Vorremmo realizzare i progetti “nativi digitali”, quei progetti che il cliente oggi cerca con sempre maggiore attenzione e che sono i contenuti che ogni azienda ha l’esigenza di mandare in onda con continuità e alta frequenza. Non hanno un budget come quello delle produzioni tradizionali e hanno una logica produttiva diversa, non potendo essere appesantiti dalla filiera tradizionale delle produzione canoniche. Ci aspettiamo un effetto sinergico tra queste produzioni e le nostre, dal momento che c’è totale complementarietà tra le due strutture. Abbiamo già lavorato su due progetti: Vodafone – Favole e Radio Deejay. Sono film nati dalla crowd e sono piaciuti molto al cliente, che li ha voluti poi produrre in modo più “tradizionale”. Spesso la freschezza delle idee che partono dal basso sfociano in progetti che hanno una creatività e un fascino diversi rispetto a quelli che normalmente riceviamo e produciamo. Si tratta di una risorsa molto interessante per le agenzie e per i clienti, un nuovo strumento che permette di dare un’ampiezza differente ai brand.
Prima ha parlato del talento. Guardando il vostro curriculum, si vede come avete lavorato in passato con grandi nomi del cinema e della fotografia. Cosa vi colpisce di un determinato artista? Qual è l’elemento che trovate in questi professionisti che vi fa capire che sono le persone giuste per collaborare con la vostra realtà?

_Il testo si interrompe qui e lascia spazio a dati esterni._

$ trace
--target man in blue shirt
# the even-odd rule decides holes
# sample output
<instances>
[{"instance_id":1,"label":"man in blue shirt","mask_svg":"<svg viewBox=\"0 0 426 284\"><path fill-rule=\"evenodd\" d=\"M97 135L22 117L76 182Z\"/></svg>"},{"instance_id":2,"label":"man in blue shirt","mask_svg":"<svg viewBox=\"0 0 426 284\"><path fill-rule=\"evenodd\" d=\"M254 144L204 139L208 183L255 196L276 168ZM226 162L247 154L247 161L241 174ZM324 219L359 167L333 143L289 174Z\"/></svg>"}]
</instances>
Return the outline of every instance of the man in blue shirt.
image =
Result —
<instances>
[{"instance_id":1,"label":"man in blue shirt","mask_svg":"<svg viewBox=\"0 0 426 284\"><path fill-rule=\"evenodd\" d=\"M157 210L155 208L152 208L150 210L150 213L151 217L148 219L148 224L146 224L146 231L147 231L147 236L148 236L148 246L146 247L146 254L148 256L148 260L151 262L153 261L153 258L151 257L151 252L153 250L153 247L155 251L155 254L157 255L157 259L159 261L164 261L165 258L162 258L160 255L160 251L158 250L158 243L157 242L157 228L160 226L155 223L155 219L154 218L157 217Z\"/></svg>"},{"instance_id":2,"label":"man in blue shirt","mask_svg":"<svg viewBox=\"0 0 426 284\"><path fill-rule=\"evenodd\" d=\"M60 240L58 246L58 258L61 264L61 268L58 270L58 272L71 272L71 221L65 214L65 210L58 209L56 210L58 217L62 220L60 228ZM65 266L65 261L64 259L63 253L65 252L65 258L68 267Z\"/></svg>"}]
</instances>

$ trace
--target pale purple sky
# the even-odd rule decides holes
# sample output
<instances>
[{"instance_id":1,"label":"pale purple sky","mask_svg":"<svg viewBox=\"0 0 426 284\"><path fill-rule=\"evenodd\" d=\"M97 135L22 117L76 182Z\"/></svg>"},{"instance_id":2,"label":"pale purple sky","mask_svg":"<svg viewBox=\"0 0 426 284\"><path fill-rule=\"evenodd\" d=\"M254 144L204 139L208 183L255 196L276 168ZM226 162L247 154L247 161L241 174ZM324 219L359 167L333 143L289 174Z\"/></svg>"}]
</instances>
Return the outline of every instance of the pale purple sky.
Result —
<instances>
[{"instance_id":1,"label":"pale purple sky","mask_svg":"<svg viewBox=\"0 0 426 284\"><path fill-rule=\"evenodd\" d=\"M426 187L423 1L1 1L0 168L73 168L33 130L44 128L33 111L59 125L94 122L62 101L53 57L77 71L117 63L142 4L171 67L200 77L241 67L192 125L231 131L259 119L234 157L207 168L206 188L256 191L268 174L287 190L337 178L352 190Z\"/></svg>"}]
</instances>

Credo ci sia molta sensibilità da parte di chi si occupa di cercare i talenti. Ci sono poi la curiosità, l’empatia, le affinità che fanno sì che si crei una relazione continuativa con gli artisti più diversi. La capacità di cercare del talento è qualcosa che uno ha ed è una dote innata, che ovviamente si può poi coltivare nel corso degli anni. I rapporti, le esclusive si creano con una consuetudine a lavoro: ci sono delle persone che hanno un dna che collima bene con Filmmaster e altre meno. Devo dire che la nostra realtà è un luogo dove questi talenti si sentono a casa, i registi si sentono protetti e realizzati.
Lei prima ha accennato ai drammatici mutamenti del panorama della comunicazione. Qual è la difficoltà principale che riscontrate oggi nel vostro lavoro, dovendo poi coniugare la vostra idea di creatività e il desiderio del committente?
Noi riceviamo la creatività, poi la possiamo plasmare e mettere in scena al meglio: una buona casa di produzione la si riconosce quando sa fare il “crafting”, ossia mettere in atto un’idea e renderla vivibile e notiziabile, facendolo bene. Un’idea deve avere la possibilità di esprimersi cinematograficamente nel migliore dei modi e l’individuazione di un talento, di un regista che sia in grado di esprimere al meglio un’idea è la chiave di volta per il successo. Il cambiamento drammatico è dovuto al fatto che c’è stata un’accelerazione straordinaria di progetti che hanno una destinazione poliedrica o che non sono tradizionali, con formati, lunghezze e applicazioni differenti. C’è arrivato un progetto per produrre dei contenuti (non vengono più definiti “campagna”) sponsorizzati da un brand in formato 9:16, non i canonici 16:9. Questo è un esempio di come il nostro panorama sia in costante evoluzione e di come dobbiamo adeguarci rispondendo con rapidità alla dinamicità del mercato. I creativi sono giovani e curiosi, vogliono sperimentare in continuazione: se non diamo dei feedback altrettanto rapidi, soccomberemo alla velocità degli altri.